La notizia della “damnatio memoriae” del filosofo George Berkeley (1685-1753), al quale era dal 1967 intitolata una prestigiosa biblioteca universitaria del Trinity College di Dublino, ha colto di sorpresa la stampa italiana. Il filosofo nato in Irlanda di quella istituzione era stato anche un bibliotecario, quindi perché cancellarlo? Per noi italiani diplomati di liceo, Berkeley è noto insieme a Hume per essere stato un esponente della filosofia dell’empirismo inglese, ma non andiamo oltre. A questo punto consultiamo una fonte affidabile: The Irish Times. Scopriamo così che il nostro filosofo era anche un teologo e vescovo anglicano (sui manuali scolastici non ricordo di averlo mai letto) e che nel 1729 comprò una tenuta agricola nel Rode Island, oggi uno degli Stati Uniti ma all’epoca colonia britannica, facendo uso di schiavi e anche giustificandone in alcuni dei suoi scritti l’utilità e la fondatezza ideologica. Quindi un razzista schiavista. All’inizio si è mossa la Trinity’s Students’ Union per sottoporre l’iniziativa al Trinity Legacies Review Working Group e la relazione ufficiale è reperibile in rete (1). In base a questa il gruppo di lavoro (93 fra prof, studenti ed esperti) ha cassato il nome del filosofo. Più precisamente: 16 a favore del nome, 23 per un nuovo nome, 47 per la cancellazione della memoria del filosofo schiavista.

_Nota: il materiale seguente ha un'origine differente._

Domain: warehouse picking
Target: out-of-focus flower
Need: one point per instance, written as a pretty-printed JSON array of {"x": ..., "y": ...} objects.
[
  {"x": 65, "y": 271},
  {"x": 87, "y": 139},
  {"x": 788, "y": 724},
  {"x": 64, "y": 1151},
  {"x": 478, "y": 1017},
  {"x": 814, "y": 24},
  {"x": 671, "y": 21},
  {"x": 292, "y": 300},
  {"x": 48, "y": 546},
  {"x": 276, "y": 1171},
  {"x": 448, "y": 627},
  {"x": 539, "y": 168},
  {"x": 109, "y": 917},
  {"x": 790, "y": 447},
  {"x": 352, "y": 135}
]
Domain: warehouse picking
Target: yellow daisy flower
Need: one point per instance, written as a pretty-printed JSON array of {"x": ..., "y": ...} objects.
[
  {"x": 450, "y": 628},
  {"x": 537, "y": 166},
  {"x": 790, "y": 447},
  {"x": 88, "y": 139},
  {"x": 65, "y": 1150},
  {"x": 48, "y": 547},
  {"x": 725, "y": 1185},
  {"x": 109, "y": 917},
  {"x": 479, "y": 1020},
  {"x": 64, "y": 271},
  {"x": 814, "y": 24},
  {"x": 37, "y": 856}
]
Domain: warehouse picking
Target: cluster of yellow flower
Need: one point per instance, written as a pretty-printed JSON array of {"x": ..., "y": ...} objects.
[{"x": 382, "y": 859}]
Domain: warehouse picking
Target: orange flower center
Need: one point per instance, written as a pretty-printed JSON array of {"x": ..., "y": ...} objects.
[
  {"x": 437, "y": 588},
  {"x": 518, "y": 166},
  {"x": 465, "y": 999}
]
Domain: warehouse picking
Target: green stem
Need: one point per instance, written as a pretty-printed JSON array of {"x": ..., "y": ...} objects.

E negli Stati Uniti, patria della Cancel Culture, come l’hanno presa? L’Università di Berkeley è dal 1868 la più importante della California e prende il nome dal vicino abitato di Berkeley oltre che dal filosofo. Ebbene, il New York Times ci rassicura: la prestigiosa università americana non cambierà nome. Questo in sintesi il comunicato ufficiale: sappiamo che i fondatori di questa università hanno chiamato il centro abitato e il campus col nome di un individuo discutibile, tuttavia oggi Berkeley incarna e rappresenta prospettive e valori molto diversi (“Berkeley’ has come to embody and represent very different values and perspectives.”).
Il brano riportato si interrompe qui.